Database Index Fundamentals and Mathematical Theory
The Nature of Indexes
The official MySQL definition describes an index as a data structure that enables efficient data retrieval. In essence, an index is simply a carefully organized data structure.
Database querying represents one of the most critical operations in any database system. The goal is to make data retrieval as fast as possible, which has led database designers to explore various lookup algorithms. While linear search with O(n) complexity works, it performs poorly with large datasets. Computer science offers superior alternatives like binary search and binary tree search, each requiring specific data organization.
However, these algorithms impose strict requirements on data structure. Binary search demands sorted data, while binary tree search works only on binary search trees.
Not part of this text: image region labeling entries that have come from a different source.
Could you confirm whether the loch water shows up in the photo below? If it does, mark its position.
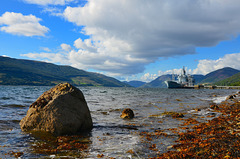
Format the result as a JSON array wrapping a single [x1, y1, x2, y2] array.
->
[[0, 86, 237, 158]]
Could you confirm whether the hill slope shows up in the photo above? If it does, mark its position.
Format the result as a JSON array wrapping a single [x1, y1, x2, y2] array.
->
[[201, 67, 240, 83], [214, 73, 240, 86], [0, 56, 129, 87]]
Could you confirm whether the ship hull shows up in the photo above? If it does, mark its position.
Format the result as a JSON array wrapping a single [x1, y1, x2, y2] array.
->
[[165, 81, 194, 88]]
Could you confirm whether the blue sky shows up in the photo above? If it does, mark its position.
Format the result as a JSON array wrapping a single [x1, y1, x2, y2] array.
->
[[0, 0, 240, 81]]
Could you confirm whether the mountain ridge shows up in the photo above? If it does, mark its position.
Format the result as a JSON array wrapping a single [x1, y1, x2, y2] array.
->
[[0, 56, 130, 87]]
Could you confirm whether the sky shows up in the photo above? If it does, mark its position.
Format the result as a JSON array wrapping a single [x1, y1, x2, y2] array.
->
[[0, 0, 240, 82]]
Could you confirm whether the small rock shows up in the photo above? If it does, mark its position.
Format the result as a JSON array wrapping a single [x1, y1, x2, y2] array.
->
[[226, 95, 236, 100], [120, 108, 134, 119], [210, 104, 219, 110]]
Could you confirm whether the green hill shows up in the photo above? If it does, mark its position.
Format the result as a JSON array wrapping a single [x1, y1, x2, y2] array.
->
[[0, 56, 129, 87], [214, 73, 240, 86]]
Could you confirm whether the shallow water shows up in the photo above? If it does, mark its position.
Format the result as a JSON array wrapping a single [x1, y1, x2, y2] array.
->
[[0, 86, 237, 158]]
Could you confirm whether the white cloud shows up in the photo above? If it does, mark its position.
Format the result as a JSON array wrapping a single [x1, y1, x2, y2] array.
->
[[23, 0, 76, 5], [22, 0, 240, 79], [0, 12, 49, 36], [141, 73, 158, 82], [60, 0, 240, 74], [40, 47, 51, 52], [61, 43, 72, 51], [193, 53, 240, 75]]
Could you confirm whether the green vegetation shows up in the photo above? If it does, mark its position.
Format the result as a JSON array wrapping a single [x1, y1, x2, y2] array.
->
[[0, 56, 129, 87], [214, 73, 240, 86]]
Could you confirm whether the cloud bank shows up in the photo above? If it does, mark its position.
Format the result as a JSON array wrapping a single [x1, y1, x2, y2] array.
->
[[23, 0, 76, 6], [0, 12, 49, 36], [23, 0, 240, 75]]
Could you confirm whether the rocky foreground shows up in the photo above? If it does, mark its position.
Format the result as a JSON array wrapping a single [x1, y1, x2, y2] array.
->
[[152, 93, 240, 159], [20, 83, 93, 135]]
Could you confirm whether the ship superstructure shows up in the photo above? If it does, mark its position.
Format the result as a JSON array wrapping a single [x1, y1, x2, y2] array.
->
[[165, 67, 194, 88]]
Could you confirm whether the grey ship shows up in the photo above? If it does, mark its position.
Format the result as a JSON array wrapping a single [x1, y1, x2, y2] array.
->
[[165, 67, 194, 88]]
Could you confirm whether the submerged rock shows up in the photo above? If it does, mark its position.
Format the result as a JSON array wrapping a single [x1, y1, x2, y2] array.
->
[[20, 83, 93, 135], [120, 108, 134, 119]]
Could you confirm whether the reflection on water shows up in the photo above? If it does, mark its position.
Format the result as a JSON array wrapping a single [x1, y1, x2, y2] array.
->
[[0, 86, 236, 158]]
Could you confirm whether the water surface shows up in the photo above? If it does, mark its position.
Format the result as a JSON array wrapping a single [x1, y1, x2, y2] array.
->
[[0, 86, 237, 158]]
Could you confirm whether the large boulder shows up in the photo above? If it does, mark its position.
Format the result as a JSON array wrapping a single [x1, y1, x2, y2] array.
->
[[20, 83, 93, 135]]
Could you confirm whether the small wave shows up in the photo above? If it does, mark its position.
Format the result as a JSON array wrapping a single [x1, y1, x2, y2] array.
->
[[212, 96, 228, 104]]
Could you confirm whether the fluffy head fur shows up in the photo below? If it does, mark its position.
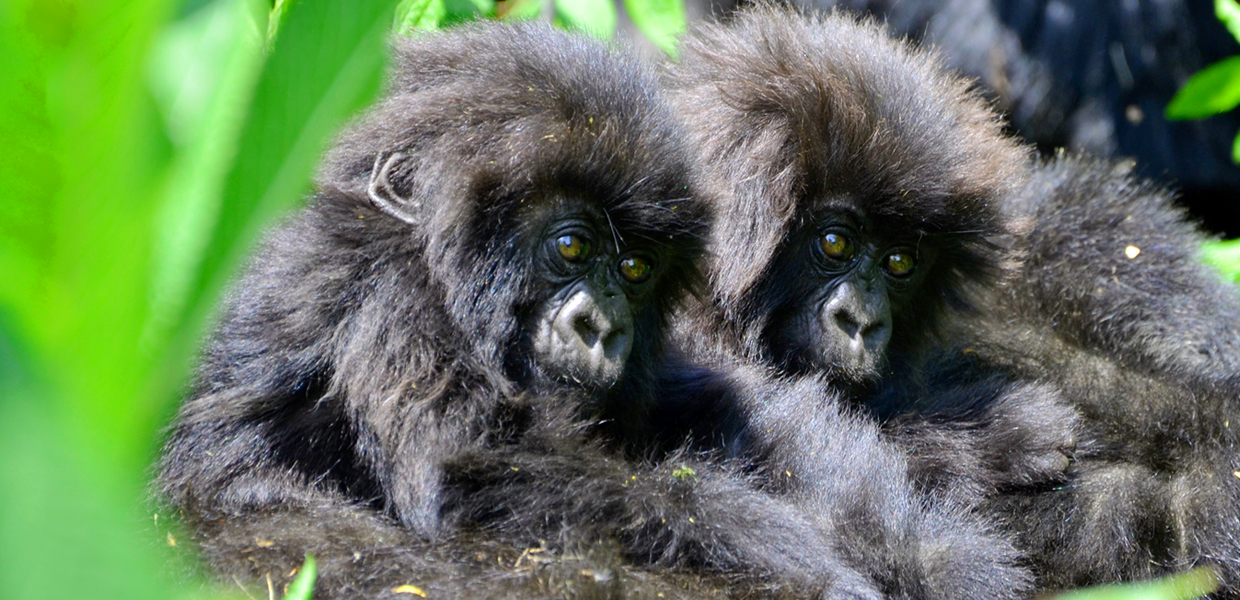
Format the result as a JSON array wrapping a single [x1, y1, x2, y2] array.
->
[[671, 6, 1027, 358]]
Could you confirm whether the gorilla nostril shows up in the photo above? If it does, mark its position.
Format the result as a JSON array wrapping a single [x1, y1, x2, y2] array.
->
[[835, 310, 861, 337], [573, 315, 599, 346]]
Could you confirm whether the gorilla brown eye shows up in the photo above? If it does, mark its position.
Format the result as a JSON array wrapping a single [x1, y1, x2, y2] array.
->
[[818, 233, 853, 260], [884, 252, 914, 278], [556, 236, 590, 263], [620, 252, 651, 284]]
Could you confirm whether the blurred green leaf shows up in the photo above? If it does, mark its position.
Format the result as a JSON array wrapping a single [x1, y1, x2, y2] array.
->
[[393, 0, 446, 36], [267, 0, 295, 47], [624, 0, 686, 58], [172, 0, 396, 389], [141, 0, 268, 379], [496, 0, 543, 21], [1167, 56, 1240, 119], [283, 554, 319, 600], [1202, 239, 1240, 283], [1055, 567, 1219, 600], [556, 0, 616, 40], [1214, 0, 1240, 42], [439, 0, 495, 27]]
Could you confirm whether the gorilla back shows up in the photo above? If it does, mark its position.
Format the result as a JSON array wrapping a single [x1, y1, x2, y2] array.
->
[[159, 25, 887, 598]]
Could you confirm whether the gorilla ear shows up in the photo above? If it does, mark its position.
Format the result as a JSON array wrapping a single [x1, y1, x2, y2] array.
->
[[366, 152, 422, 224]]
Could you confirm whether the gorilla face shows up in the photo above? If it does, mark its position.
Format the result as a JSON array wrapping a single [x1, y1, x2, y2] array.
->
[[769, 206, 931, 386], [525, 203, 656, 388]]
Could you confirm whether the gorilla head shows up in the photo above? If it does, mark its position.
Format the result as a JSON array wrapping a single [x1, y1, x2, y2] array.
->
[[671, 7, 1025, 387]]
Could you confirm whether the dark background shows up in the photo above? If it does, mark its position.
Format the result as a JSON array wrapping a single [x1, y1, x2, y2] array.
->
[[639, 0, 1240, 238]]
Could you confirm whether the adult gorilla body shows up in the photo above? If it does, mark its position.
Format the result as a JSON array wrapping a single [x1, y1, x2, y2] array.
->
[[912, 156, 1240, 598], [159, 26, 873, 598], [673, 9, 1240, 598]]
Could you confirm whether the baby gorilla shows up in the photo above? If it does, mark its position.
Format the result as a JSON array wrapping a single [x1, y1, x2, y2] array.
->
[[159, 25, 874, 598], [660, 6, 1076, 598]]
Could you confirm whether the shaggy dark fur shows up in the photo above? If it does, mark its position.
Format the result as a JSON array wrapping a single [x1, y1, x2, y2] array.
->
[[672, 7, 1240, 598], [663, 7, 1074, 599], [912, 157, 1240, 590], [157, 25, 877, 598]]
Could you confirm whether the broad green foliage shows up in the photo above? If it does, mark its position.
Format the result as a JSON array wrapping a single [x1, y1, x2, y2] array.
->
[[1055, 567, 1219, 600], [1167, 56, 1240, 119], [1202, 239, 1240, 283], [283, 554, 319, 600], [624, 0, 686, 57], [1167, 0, 1240, 164], [394, 0, 686, 57], [554, 0, 616, 40]]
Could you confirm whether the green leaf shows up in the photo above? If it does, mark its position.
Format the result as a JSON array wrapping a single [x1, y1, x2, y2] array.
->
[[556, 0, 616, 40], [171, 0, 396, 384], [624, 0, 686, 58], [283, 554, 319, 600], [1202, 239, 1240, 283], [1167, 56, 1240, 119], [1214, 0, 1240, 42], [498, 0, 543, 21], [393, 0, 446, 36], [1055, 567, 1219, 600]]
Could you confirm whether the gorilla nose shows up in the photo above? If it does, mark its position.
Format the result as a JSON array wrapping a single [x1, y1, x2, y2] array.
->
[[825, 283, 892, 368], [552, 291, 632, 384]]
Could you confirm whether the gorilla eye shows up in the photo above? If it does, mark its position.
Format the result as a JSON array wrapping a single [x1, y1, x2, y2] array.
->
[[883, 252, 915, 278], [818, 233, 853, 260], [556, 236, 590, 263], [620, 252, 651, 284]]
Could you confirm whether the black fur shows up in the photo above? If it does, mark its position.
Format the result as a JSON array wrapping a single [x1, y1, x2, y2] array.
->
[[157, 25, 877, 598], [944, 156, 1240, 598], [663, 6, 1074, 598], [673, 7, 1240, 598]]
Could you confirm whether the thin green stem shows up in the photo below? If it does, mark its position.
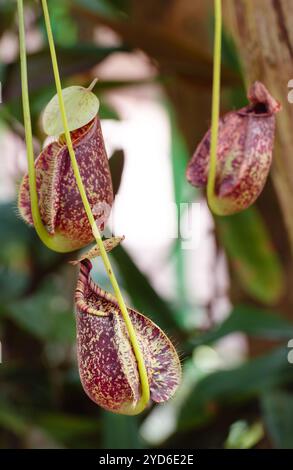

Since real-world data cannot perfectly conform to these constraints, database systems maintain additional data structures that reference the actual data, enabling advanced lookup algorithms.
Consider a practical example: a table with two columns and seven rows. To optimize lookups on the second column, a binary search tree can be maintained where each node contains an index key value and a pointer to the physical data record location. This structure enables O(log₂n) complexity for retrieval operations.
Interestingly, production database systems rarely use binary search trees or their evolved forms like red-black trees. The subsequent sections explain why.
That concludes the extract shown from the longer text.